Dr. Grover P. Miller Ph.D. and Dr. S. Joshua Swamidass M.D. Ph.D. are pleased to announce that our grant “Data and Tools for Modeling Metabolism and Reactivity” was funded by the National Library of Medicine (NLM) of the NIH after receiving an outstanding impact score of 21 (5th percentile) by the independent study section.
This grant will fund research in our collaboration over the next several years. Dr. Swamidass’ group will use mathematical models to understand how and when “reactive metabolites” are formed, and validate these models with prospective experiments in Dr. Miller’s group. Reactive metabolites are the root cause of some of the most difficult to predict adverse drug reactions.
In addition to thanking the NLM and our department chairman for their ongoing support, we acknowledge Na Le Dang (MD PhD student), Tyler Hughes (PhD student), Matthew Matlock (MD PhD student), and Jed Zaretzki (Postdoctoral Fellow). These brilliant and hardworking young scientists did the groundbreaking work (here, here, here, here) that underlies this project.
Opportunities to Participate:
In the coming weeks, we will be releasing more information about how members of the scientific community can collaborate and benefit from our work.

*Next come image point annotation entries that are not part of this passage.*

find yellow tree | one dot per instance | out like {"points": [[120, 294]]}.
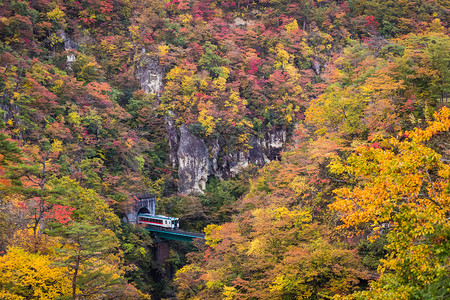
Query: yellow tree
{"points": [[402, 187], [25, 275]]}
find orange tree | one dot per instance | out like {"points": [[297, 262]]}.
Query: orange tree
{"points": [[403, 184]]}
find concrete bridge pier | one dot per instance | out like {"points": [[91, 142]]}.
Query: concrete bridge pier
{"points": [[162, 252]]}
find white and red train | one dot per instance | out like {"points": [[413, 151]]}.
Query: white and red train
{"points": [[158, 220]]}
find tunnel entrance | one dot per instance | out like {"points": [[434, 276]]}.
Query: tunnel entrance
{"points": [[143, 210]]}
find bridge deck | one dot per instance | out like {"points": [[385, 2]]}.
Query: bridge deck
{"points": [[174, 234]]}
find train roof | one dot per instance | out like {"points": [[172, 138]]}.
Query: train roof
{"points": [[157, 217]]}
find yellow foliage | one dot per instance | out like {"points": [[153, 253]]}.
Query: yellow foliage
{"points": [[293, 26], [282, 57], [56, 15], [163, 50], [185, 18], [56, 146], [29, 275]]}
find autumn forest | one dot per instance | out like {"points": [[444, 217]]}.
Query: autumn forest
{"points": [[307, 139]]}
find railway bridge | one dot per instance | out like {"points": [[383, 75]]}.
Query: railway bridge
{"points": [[145, 204]]}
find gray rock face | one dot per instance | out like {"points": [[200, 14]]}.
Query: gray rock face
{"points": [[150, 75], [69, 44], [173, 139], [195, 158], [193, 162]]}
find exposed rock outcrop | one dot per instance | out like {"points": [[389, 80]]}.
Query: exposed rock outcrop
{"points": [[150, 75], [195, 158], [193, 162]]}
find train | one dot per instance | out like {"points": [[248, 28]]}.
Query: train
{"points": [[158, 220]]}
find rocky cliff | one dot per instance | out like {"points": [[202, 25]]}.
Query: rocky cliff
{"points": [[197, 158]]}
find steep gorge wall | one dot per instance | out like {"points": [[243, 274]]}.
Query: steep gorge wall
{"points": [[196, 158]]}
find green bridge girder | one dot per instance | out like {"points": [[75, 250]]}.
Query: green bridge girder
{"points": [[174, 234]]}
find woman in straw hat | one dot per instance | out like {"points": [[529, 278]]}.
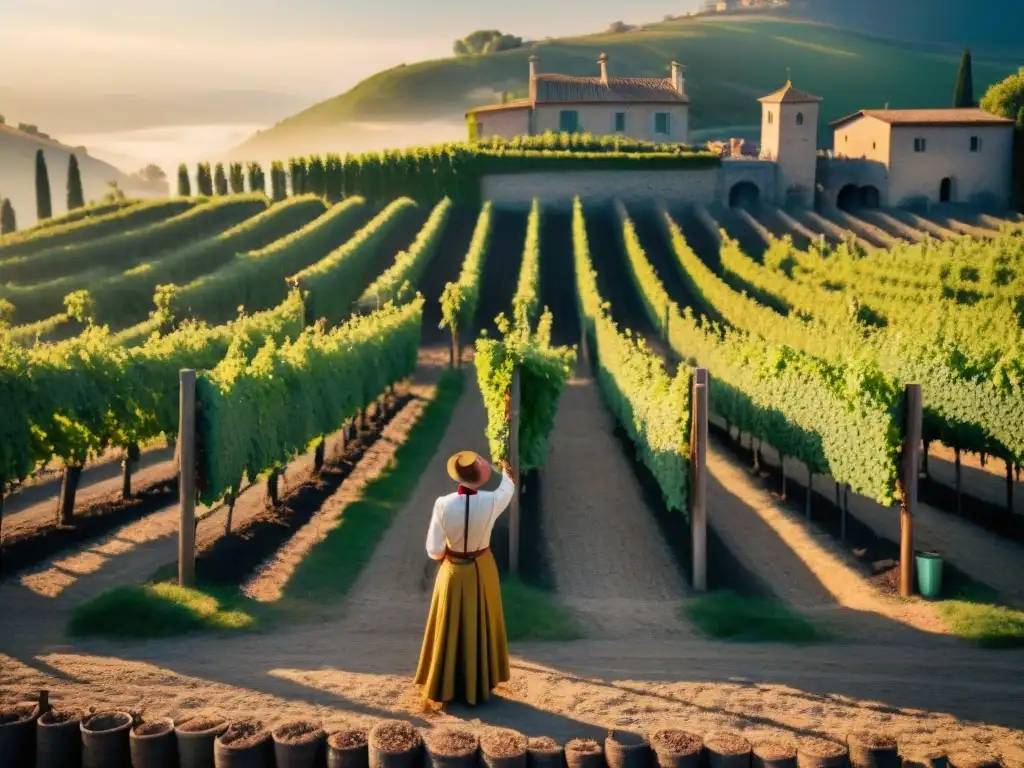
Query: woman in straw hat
{"points": [[465, 649]]}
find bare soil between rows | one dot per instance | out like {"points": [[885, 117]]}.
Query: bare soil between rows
{"points": [[49, 539], [876, 556], [229, 559]]}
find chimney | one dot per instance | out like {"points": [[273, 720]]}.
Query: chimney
{"points": [[679, 78]]}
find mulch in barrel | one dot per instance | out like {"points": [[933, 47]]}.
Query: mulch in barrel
{"points": [[676, 741], [500, 742], [452, 741], [395, 737], [349, 739], [244, 733], [298, 731]]}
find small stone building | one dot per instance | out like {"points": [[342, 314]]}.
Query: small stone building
{"points": [[926, 156], [645, 109]]}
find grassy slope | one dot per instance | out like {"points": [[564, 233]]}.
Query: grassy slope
{"points": [[731, 61], [17, 164]]}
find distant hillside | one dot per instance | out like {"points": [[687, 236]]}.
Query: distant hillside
{"points": [[80, 111], [731, 60], [988, 26], [17, 174]]}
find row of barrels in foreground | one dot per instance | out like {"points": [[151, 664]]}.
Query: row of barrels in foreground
{"points": [[70, 738]]}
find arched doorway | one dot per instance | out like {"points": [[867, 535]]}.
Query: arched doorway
{"points": [[870, 197], [744, 195], [946, 190], [849, 198]]}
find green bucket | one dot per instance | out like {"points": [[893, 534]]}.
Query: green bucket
{"points": [[930, 573]]}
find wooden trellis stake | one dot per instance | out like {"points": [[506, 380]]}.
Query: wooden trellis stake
{"points": [[514, 460], [698, 476], [908, 507], [186, 478]]}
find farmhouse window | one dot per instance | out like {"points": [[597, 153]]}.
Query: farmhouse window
{"points": [[568, 121]]}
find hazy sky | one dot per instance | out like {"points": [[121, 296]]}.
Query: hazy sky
{"points": [[308, 47]]}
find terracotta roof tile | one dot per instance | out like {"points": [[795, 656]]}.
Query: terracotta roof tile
{"points": [[969, 116], [790, 95], [567, 89]]}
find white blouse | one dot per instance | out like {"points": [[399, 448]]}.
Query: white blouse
{"points": [[449, 520]]}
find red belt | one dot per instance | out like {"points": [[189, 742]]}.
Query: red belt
{"points": [[468, 555]]}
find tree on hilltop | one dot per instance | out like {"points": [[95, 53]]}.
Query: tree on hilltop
{"points": [[485, 41], [219, 179], [8, 222], [256, 181], [1007, 99], [237, 178], [184, 183], [76, 199], [204, 179], [153, 176], [44, 206], [964, 92], [279, 181]]}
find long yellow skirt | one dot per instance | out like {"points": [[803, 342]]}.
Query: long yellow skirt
{"points": [[465, 650]]}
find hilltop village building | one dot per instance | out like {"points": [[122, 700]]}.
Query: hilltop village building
{"points": [[894, 158], [647, 109]]}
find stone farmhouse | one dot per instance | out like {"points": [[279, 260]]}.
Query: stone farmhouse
{"points": [[647, 109], [910, 158]]}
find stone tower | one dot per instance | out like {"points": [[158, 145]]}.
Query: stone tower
{"points": [[790, 136]]}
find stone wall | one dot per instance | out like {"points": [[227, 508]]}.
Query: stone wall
{"points": [[762, 173], [836, 173]]}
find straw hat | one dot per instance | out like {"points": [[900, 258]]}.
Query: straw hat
{"points": [[469, 468]]}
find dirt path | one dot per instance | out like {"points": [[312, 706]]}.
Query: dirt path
{"points": [[35, 505], [610, 563], [393, 592], [801, 565], [268, 583], [347, 678], [984, 556]]}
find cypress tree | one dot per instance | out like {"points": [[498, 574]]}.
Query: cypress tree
{"points": [[256, 180], [219, 179], [44, 207], [279, 181], [316, 180], [75, 197], [964, 93], [204, 180], [237, 178], [184, 184], [8, 222]]}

- Modeling experts are invited to ensure our data curation efforts will become a standard benchmark in the field. All data will be available for free for non-commercial purposes.
- Academic drug development groups are invited to work with us to identify and validate bioactivation pathways that could cause their drug candidates to be toxic. Our tools will be released as XenoSite extensions on our website.
- Industry drug development groups are invited to apply our work with in house software, currently available over the Amazon cloud to securely protect the privacy of proprietary chemical information.
- Metabolism researchers are invited to participate with us by using their ongoing studies in metabolism and reactivity to prospectively test our approach, and contribute structured data to the scientific modeling community.
More details on these opportunities to participate will be released regularly over the coming months.
Public Health Relevance:
Adverse drug reactions, especially rare but severe hypersensitivity driven reactions, have profound financial and health implications and are caused by reactive drug metabolites. As an extension of tools and data developed by our group, we will build and test mathematical models and datasets that more accurately predict when molecules form clinically important reactive metabolites than current methodologies, such as “structural alerts.” We will use these models to build a tool that will better predict when drug candidates form reactive metabolites, which will make new medicines safer by enabling researchers to avoid drug candidates prone to causing adverse reactions.
Abbreviated Abstract:
Adverse drug reactions (ADRs) are dangerous and expensive, afflicting about 1.5% of hospitalized patients with profound health and financial consequences. In Medicare patients alone, adverse drug reactions account for 19% of total spending ($339 billion), more than 1,900 deaths, and more than 77,000 extra hospital days per year. Idiosyncratic ADRs, especially rare and severe hypersensitivity-driven ADRs, are the leading cause of medicine withdrawal and termination of clinical development. At the same time, a large proportion of drugs are not associated with hypersensitivity driven ADRs, offering hope that new medicines could avoid them entirely with reliable predictors of risk. Hypersensitivity driven ADRs are caused by the formation of chemically reactive metabolites by metabolic enzymes. These reactive metabolites covalently attach to proteins to become immunogenic and provoke an ADR. Unfortunately, current computational and experimental approaches do not reliably identify drug candidates that form reactive metabolites. These approaches are limited because they inadequately model metabolism, which can both render toxic molecules safe and safe molecules toxic.
To overcome this limitation, the proposed study aims to curate a public database of metabolism and reactivity and use this database to build accurate and validated mathematical models of metabolism and reactivity. The models will be constructed using machine-learning algorithms that quantitatively summarize the knowledge from thousands of published studies. The computational models generated by these Aims will be validated through statistical approaches and against bench-top experiments. Taken together, this approach will substantially improve on existing approaches by more accurately modeling the properties determining whether metabolism renders drugs toxic or safe.